Let's analyze the transformation $T: \mathbb{R}^3 \to \mathbb{R}^3$ defined by:

[ T(x_1, x_2, x_3) = \left( 6 \sqrt[3]{x_1 x_2 x_3}, 6x_1 - 4x_2 - x_3, 8 \sqrt[3]{x_3^2 x_1} \right) ]

We need to determine which of the following statements is true: A. $T$ is a linear transformation.
B. $T$ does not preserve the zero vector.
C. $T$ does not preserve addition.
D. $T$ does not preserve scalar multiplication.

Step 1: Linear Transformation Check

For $T$ to be a linear transformation, it must satisfy two properties:

1. Preserve addition:
   $T(\mathbf{v} + \mathbf{w}) = T(\mathbf{v}) + T(\mathbf{w})$ for any vectors $\mathbf{v}, \mathbf{w} \in \mathbb{R}^3$.

2. Preserve scalar multiplication:
   $T(c \mathbf{v}) = c T(\mathbf{v})$ for any scalar $c \in \mathbb{R}$ and vector $\mathbf{v} \in \mathbb{R}^3$.

Let's check these properties for the given transformation.

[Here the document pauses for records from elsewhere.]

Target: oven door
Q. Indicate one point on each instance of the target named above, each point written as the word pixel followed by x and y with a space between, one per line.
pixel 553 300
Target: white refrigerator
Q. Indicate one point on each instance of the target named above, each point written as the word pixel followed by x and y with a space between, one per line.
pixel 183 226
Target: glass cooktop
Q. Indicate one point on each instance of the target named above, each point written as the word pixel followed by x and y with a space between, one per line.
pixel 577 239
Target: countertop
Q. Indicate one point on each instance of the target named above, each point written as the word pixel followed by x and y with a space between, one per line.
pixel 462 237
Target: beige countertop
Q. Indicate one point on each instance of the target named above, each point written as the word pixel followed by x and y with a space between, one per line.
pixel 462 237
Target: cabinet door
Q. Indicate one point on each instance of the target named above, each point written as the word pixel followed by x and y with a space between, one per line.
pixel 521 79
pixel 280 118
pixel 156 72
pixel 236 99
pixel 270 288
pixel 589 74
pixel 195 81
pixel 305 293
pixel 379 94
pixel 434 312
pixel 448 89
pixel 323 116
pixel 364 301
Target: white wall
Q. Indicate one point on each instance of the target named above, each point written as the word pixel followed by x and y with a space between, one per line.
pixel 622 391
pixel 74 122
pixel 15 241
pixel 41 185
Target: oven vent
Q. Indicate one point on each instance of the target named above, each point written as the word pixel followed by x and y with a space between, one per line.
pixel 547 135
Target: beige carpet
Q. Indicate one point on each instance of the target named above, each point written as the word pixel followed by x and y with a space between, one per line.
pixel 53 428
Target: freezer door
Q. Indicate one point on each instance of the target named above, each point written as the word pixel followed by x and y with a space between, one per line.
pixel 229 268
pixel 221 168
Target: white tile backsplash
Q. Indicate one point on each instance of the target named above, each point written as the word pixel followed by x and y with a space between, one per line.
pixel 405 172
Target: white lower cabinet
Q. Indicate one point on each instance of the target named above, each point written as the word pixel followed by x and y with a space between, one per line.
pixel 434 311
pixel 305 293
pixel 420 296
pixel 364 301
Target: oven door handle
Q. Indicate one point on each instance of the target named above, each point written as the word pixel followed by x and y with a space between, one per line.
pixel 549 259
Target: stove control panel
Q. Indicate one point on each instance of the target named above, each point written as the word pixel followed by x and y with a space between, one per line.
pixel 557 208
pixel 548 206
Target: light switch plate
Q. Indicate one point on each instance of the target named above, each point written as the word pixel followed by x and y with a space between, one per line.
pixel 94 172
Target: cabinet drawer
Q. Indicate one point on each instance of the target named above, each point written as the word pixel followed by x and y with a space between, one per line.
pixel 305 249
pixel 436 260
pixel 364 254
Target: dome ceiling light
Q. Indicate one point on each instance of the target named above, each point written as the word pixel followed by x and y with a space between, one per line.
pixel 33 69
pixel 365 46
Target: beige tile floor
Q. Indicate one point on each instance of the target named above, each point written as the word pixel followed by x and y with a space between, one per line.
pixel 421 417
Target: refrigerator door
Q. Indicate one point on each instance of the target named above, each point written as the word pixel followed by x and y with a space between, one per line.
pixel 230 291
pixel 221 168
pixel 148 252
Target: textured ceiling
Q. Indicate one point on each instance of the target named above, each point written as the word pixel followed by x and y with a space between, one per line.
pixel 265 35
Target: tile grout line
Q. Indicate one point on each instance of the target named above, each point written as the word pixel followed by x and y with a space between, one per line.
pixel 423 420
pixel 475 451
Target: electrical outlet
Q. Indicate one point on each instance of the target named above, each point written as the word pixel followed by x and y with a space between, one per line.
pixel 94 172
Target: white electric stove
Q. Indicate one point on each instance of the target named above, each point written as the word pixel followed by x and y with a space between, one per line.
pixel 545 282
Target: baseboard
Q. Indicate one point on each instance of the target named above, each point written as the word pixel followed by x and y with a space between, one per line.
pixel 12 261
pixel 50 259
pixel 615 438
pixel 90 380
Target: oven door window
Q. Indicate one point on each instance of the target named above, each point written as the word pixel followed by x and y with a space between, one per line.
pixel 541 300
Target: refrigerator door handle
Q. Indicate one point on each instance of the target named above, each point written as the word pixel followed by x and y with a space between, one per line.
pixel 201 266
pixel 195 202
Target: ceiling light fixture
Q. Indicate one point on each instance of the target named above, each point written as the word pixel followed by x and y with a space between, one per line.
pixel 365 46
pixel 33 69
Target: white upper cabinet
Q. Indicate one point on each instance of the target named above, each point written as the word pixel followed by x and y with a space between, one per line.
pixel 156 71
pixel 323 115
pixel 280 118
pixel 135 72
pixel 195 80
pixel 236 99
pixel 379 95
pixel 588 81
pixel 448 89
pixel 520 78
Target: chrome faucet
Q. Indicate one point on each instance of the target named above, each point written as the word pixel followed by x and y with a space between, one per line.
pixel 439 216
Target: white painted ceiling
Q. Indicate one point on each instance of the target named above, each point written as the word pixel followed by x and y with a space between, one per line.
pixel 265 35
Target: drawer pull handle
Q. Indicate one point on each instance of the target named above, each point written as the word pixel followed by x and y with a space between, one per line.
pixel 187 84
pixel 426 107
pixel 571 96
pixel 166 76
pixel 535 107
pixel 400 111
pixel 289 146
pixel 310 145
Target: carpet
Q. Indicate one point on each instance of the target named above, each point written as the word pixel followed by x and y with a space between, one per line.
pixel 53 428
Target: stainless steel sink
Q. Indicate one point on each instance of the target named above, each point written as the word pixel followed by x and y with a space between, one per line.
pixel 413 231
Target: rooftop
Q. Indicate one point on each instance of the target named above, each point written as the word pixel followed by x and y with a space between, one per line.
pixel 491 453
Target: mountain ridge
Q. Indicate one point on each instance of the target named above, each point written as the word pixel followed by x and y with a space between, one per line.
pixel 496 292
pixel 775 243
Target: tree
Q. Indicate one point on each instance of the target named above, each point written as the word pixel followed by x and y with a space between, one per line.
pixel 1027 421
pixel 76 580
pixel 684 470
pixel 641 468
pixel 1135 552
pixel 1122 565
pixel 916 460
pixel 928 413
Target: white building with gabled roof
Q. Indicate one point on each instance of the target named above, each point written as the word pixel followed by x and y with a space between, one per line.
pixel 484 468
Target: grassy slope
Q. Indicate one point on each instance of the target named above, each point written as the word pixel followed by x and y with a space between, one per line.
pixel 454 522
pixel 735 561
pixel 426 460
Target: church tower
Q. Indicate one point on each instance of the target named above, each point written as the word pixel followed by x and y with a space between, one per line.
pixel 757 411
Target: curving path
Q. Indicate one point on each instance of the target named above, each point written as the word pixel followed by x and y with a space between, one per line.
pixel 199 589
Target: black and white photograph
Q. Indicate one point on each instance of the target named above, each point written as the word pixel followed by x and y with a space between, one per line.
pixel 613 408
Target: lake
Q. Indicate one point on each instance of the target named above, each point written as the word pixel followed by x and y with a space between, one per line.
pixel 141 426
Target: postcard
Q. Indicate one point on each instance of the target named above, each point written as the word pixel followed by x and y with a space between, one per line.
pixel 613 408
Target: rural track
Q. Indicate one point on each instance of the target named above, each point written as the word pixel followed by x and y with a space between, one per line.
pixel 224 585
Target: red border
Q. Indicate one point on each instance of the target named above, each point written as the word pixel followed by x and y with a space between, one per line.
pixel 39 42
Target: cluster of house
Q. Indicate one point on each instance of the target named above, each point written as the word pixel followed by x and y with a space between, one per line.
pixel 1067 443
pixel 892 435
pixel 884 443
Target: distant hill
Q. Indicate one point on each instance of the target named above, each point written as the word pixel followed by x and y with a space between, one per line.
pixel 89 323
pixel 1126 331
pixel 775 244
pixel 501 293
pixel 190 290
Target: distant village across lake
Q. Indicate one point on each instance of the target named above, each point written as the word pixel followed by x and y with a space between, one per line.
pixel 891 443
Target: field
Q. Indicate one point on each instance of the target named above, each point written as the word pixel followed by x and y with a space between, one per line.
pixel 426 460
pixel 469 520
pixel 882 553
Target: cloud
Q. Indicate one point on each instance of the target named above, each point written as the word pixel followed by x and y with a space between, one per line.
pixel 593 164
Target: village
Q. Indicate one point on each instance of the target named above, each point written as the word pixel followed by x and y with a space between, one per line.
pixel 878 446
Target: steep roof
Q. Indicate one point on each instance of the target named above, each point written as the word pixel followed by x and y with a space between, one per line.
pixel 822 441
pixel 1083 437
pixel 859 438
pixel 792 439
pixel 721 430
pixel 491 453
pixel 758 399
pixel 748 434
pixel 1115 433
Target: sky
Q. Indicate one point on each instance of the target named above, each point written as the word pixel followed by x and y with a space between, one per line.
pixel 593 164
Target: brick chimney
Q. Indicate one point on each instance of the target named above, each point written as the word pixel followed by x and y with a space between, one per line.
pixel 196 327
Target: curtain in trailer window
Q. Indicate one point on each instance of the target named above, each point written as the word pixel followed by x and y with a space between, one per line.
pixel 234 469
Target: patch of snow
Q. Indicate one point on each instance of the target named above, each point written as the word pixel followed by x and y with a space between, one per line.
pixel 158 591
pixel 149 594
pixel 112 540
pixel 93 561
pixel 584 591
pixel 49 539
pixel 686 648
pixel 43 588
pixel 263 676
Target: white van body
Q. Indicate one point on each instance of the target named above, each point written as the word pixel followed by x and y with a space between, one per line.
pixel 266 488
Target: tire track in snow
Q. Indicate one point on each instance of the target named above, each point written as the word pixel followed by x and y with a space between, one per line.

Step 2: Preservation of Addition

We need to check if $T$ preserves vector addition, i.e., if for any vectors $\mathbf{v} = (v_1, v_2, v_3)$ and $\mathbf{w} = (w_1, w_2, w_3)$, the following holds: $T(v_1 + w_1, v_2 + w_2, v_3 + w_3) = T(v_1, v_2, v_3) + T(w_1, w_2, w_3)$

However, from the first and third components of the transformation: $T(v_1 + w_1, v_2 + w_2, v_3 + w_3) = \left( 6 \sqrt[3]{(v_1+w_1)(v_2+w_2)(v_3+w_3)}, \dots \right)$ This clearly does not equal: $T(v_1, v_2, v_3) + T(w_1, w_2, w_3)$ because cube roots and products do not distribute over sums in this way. Hence, T does not preserve addition.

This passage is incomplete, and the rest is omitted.